Wisconsin students fight attacks on public education. (Fight Back! News / Staff)

Madison, WI - On May 9, dozens of students, faculty, campus workers and supporters gathered on the steps of the capitol building just off of State Street in Madison, to protest the continued attacks against public education. These attacks predate Governor Scott Walker's administration but have intensified significantly since he took office in 2011. People came from Steven's Point, Eau Claire, Kenosha, Oshkosh (represented by UW-Oshkosh Students for a Democratic Society), Madison and elsewhere.

This event, titled “Reclaim the UW,” is the third is a series of actions organized by a dedicated group of student activists and supporters from Steven's Point. UW-Steven's Point (UWSP) was the latest victim of the war against education when, on March 5, it was announced that the institution planned on cutting 13 programs, mostly from the traditional humanities and social sciences. Like many schools in the University of Wisconsin system, UWSP faces a budget deficit ($4.5 million) that is the result of massive cuts to state funding of education in 2013 and again in 2015, followed by a tuition freeze that has only exacerbated the issue. The university intends on introducing new programs which markets indicate draw students in. However, many of the programs that are in line to be cut are the fastest growing at UWSP. The proposal is one that further aims to undermine the notion of education as a human right.

Sara Trongone, a graduate student at UW-Madison, stated, “Since 2011, Governor Walker has bullied and devalued teachers, denied educational opportunity to some residents based on their ability to pay, and is now promoting policies that dictate what students may study based on their zip code. This is the most dangerous form of elitism and disinvestment in our teachers and young people, plain and simple.”

Trongone continued, “We remain committed to the values of transparency and shared governance and will continue to fight for students', families', teachers' and workers' right to govern the UW system so that it truly serves our Wisconsin community.”

UWSP, and UW-Superior before it, serve as a warning for things to come for other UW system schools that have fallen on hard times in the last decade. UW-Oshkosh (UWO), the third largest institution in the state and one of the cheapest to attend, has a running deficit of $9 to 12 million - the highest debt of them all. This semester, the UWO administration, led by Chancellor Andrew Leavitt, initially proposed a 43% cut to the faculty and staff in the College of Letters and Science, the biggest department on the Oshkosh campus. These cuts would primarily affect non-tenured faculty in departments such as history, English, and political science. It is easy to see how such a proposal is an attack on students.

“Chancellor Leavitt is a puppet to the board of regents,” says Zach Herriges, a student at UWO, said. “He is a money man who wants to cut everything, hurting students and faculty who are weakest. It's just a few steps away from total privatization of the entire UW system.”

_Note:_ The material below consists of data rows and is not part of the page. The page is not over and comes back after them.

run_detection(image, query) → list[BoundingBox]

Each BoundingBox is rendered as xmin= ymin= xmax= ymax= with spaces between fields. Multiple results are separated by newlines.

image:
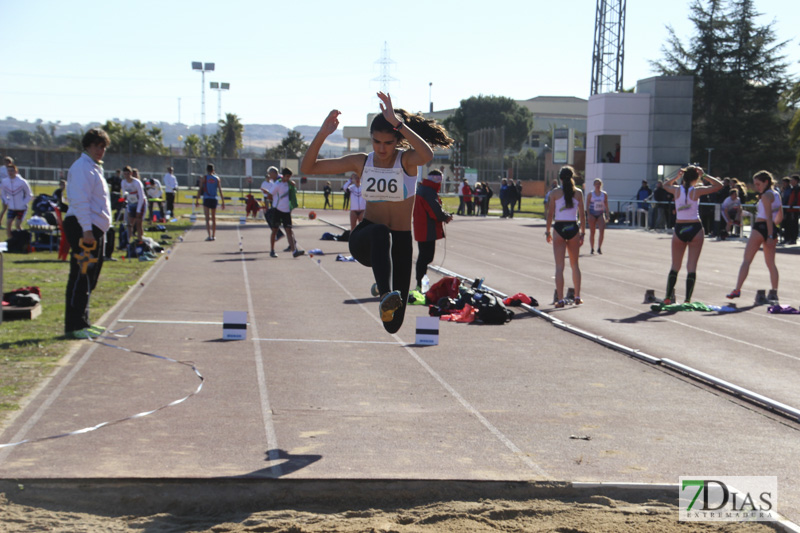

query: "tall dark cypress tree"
xmin=724 ymin=0 xmax=791 ymax=175
xmin=653 ymin=0 xmax=792 ymax=179
xmin=787 ymin=82 xmax=800 ymax=167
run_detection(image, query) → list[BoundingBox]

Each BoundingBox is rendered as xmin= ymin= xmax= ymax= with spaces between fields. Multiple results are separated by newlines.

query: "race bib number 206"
xmin=362 ymin=169 xmax=403 ymax=202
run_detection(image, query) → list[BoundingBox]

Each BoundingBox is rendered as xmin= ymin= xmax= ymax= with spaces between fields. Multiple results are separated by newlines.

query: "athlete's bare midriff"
xmin=364 ymin=198 xmax=414 ymax=231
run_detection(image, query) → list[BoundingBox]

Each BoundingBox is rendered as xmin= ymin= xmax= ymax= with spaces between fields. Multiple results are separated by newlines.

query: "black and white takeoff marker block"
xmin=223 ymin=311 xmax=248 ymax=340
xmin=416 ymin=316 xmax=439 ymax=346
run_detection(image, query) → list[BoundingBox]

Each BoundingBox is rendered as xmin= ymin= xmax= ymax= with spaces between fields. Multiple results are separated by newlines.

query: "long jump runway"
xmin=0 ymin=212 xmax=798 ymax=522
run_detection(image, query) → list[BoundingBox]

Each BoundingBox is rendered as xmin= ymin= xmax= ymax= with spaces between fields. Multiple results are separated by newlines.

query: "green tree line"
xmin=3 ymin=114 xmax=248 ymax=159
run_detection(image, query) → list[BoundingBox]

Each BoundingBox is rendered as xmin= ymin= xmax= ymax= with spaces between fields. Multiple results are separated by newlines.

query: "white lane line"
xmin=444 ymin=247 xmax=800 ymax=365
xmin=254 ymin=338 xmax=400 ymax=345
xmin=118 ymin=319 xmax=223 ymax=325
xmin=237 ymin=227 xmax=282 ymax=474
xmin=314 ymin=258 xmax=549 ymax=479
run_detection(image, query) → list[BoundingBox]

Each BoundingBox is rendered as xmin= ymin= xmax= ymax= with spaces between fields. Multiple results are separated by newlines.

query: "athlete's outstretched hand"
xmin=377 ymin=92 xmax=400 ymax=126
xmin=319 ymin=109 xmax=341 ymax=137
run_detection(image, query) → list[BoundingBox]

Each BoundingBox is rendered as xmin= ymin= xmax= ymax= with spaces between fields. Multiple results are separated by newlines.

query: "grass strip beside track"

SDS sent a small contingent of students to the event, and member Ryan Hamann was added to the line-up of speakers. Hamann painted a picture of just how out of touch Chancellor Leavitt is from working people and students, stating, “We strongly encouraged that Chancellor Leavitt incur a bit of personal sacrifice in these trying times to demonstrate solidarity with his students by taking a pay cut to his fluffy $240,000 salary.”

Hamann continued, “Perhaps predictably, he declined, and was very adamant that he in fact earns every single one of those 240,000 dollars.”

Organizers from Oshkosh, Madison, Steven's Point and Kenosha made connections that should lay the groundwork for a statewide coalition to build a movement to combat the reactionary agenda of Governor Walker and his hand-selected board of regents, with the ultimate aim of reclaiming the UW system for those who it should serve - the students.